A Freakonomics podcast reports on the 1971 Stanford Prison Experiment, in which consenting adults were temporarily deprived of their social structure. They were imprisoned in a fake prison as inmates or guards, with such vicious and inhumane results that a two-week experiment had to be canceled after six days. The findings remind me of the prison abuse at Abu Ghraib.
But here is where it gets interesting. The podcast goes on to compare that prison study from 40 years ago to Sleep No More, a play currently running in New York City. After voluntarily parting with their wallets, purses and cell phones and promising to wear masks and not talk, theatergoers mingle among mute actors and elaborate props on six floors of a former warehouse. This is the DIY present-day experiment in social behavior.

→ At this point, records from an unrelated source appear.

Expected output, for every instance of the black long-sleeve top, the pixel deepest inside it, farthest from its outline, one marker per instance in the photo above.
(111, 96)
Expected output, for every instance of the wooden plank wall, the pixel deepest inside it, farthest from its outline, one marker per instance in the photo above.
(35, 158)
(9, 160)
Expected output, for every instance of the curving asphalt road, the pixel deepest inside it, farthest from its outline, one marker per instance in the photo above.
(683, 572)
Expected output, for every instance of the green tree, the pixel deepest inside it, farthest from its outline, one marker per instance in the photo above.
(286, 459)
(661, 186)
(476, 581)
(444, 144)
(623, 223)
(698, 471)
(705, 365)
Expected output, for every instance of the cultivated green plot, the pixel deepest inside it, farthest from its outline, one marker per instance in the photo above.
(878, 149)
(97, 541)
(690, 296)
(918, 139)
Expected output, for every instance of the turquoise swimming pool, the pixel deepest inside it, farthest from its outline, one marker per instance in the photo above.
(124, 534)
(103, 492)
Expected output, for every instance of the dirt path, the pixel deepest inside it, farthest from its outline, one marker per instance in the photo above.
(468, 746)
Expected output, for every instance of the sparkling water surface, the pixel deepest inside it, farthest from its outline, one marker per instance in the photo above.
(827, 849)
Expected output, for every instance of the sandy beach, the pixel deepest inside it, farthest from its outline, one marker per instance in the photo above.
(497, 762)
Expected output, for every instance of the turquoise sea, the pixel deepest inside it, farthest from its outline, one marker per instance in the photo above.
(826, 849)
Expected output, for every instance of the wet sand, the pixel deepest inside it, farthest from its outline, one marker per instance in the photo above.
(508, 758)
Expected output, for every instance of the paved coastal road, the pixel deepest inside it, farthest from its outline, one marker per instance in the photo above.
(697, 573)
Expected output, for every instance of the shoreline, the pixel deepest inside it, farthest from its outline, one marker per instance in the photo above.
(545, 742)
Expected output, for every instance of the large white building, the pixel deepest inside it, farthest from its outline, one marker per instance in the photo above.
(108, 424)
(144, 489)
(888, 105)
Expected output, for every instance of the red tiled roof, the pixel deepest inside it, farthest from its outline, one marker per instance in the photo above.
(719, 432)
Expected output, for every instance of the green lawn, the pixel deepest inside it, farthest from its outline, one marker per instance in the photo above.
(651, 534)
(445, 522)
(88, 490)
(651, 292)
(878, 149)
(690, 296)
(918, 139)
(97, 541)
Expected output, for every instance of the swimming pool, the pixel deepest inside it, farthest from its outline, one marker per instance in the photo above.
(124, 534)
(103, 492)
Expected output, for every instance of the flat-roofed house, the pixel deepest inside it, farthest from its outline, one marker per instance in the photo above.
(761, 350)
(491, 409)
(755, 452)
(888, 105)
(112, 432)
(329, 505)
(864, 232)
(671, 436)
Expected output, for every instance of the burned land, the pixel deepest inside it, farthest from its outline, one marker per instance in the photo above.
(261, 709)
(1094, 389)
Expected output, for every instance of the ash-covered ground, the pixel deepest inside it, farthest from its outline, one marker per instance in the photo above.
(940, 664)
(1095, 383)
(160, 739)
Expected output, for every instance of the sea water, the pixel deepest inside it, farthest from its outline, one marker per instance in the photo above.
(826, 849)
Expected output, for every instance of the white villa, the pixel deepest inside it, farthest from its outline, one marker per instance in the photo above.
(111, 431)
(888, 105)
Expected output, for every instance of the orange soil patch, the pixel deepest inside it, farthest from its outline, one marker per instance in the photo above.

There are many examples of removing of people from their usual and customary surroundings, both in fiction and real life. Violent examples include William Golding’s Lord of the Flies, and the lynch mob. These are the most dramatic social paradigm shifts. They are potent snapshots in a continuum of rudimentary social structure that – like a magnifying glass in sunlight – can motivate a mob to consider murder.
We practice less violent context removal on an individual basis all the time. Besides attending Sleep No More in the warehouse, we do such things as experiencing abstract art, science fiction, and exotic travel.
The behavior of humans who are the most social of mammals is largely dependent on context. Profound change in social context is what motivational trainers call “breaking the mold”. I will give an example: Psychological studies demonstrate that people are far less persuaded to quit smoking after reading warning labels than they are when severe smoking restrictions make them feel like social pariahs.
When you break the mold by going outside your familiar social environment, or re-cast your identity even temporarily by wearing a mask or Halloween costume, you often make startling revelations and discover a different person.